As a kid, I was an NBA nut. And because it was the 1980's, I watched the Lakers. Chances were always good they were in the playoffs or the Finals. But I watched them, the Pistons, the Bulls and the Rockets when I could (I would become a real Rockets fan when I moved back to Houston in 1990) all season long.
I liked most of the guys you think of from that era, but my favorite Laker was always Kareem Abdul-Jabbar. I made the crucial mistake of trying to imitate his play as a 6'3" kid, but I did play center and I wore glasses, and it all made sense in my head. But my skyhook was not Kareem's skyhook. And my defense was not his.
Of course, Kareem is one of the intellectuals of the NBA. And that had an impact on me as a kid. I understood that, like Muhammad Ali, he had abandoned his birthname of Lou Alcinder. I understood why. Those are both big things when you're a kid, but also helps frame it in a way that's understandable and something you're keen to appreciate when you know that's part of the story of someone you look up.
I knew Kareem was a reader and a smart guy, and I have delighted in his post NBA career as a sort of wise elder. I mean, no one is going to Bill Laimbeer or Dennis Rodman to get their take on current events.

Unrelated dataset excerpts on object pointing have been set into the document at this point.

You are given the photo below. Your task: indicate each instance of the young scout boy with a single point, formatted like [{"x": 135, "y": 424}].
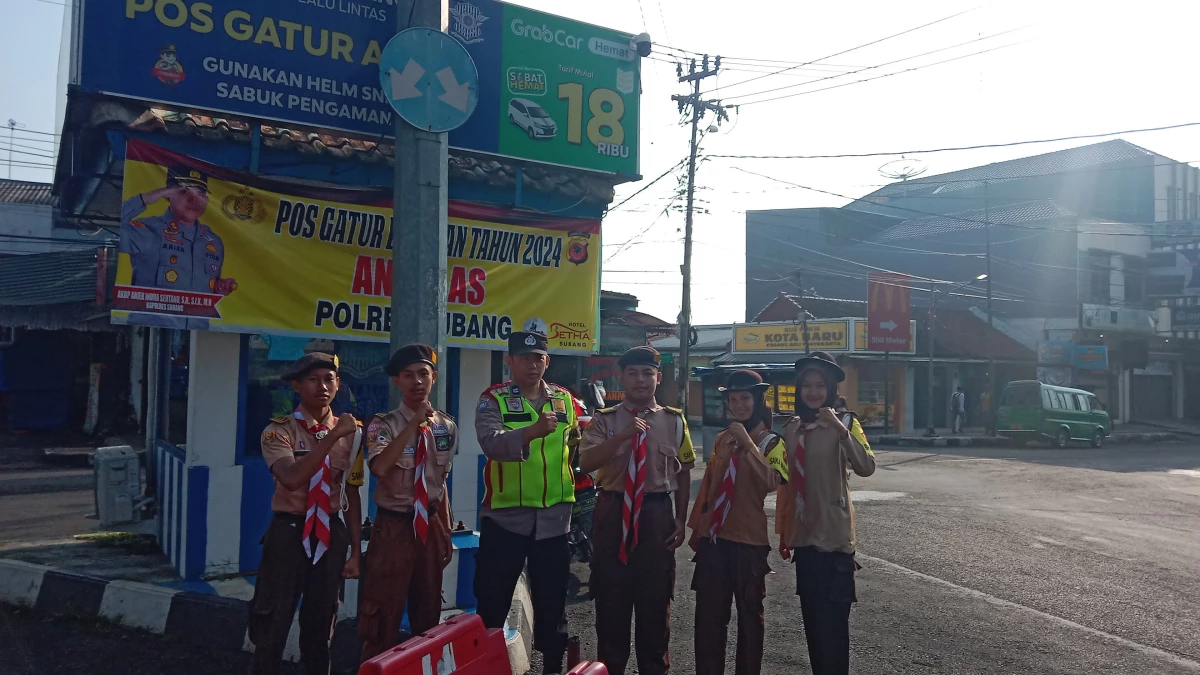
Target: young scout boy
[
  {"x": 641, "y": 453},
  {"x": 409, "y": 451},
  {"x": 526, "y": 429},
  {"x": 305, "y": 549}
]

They aren't writing excellent think pieces that show up in the news.
If I met Kareem today, though, I'd probably just ask him about making The Fish that Saved Pittsburgh, and if he'd rewatched it lately.
Anyway, I had a lot of sports heroes as a kid, but Kareem was always the top of the list.
Its been wild watching the current series Winning Time about the people and forces that combined to become the Lakers you know and love, and to see Kareem dramatized by Solomon Hughes in a way that feels like maybe it could be right (but you'd have to ask the man himself).
Anyway, happy 75th to one of the best in the game.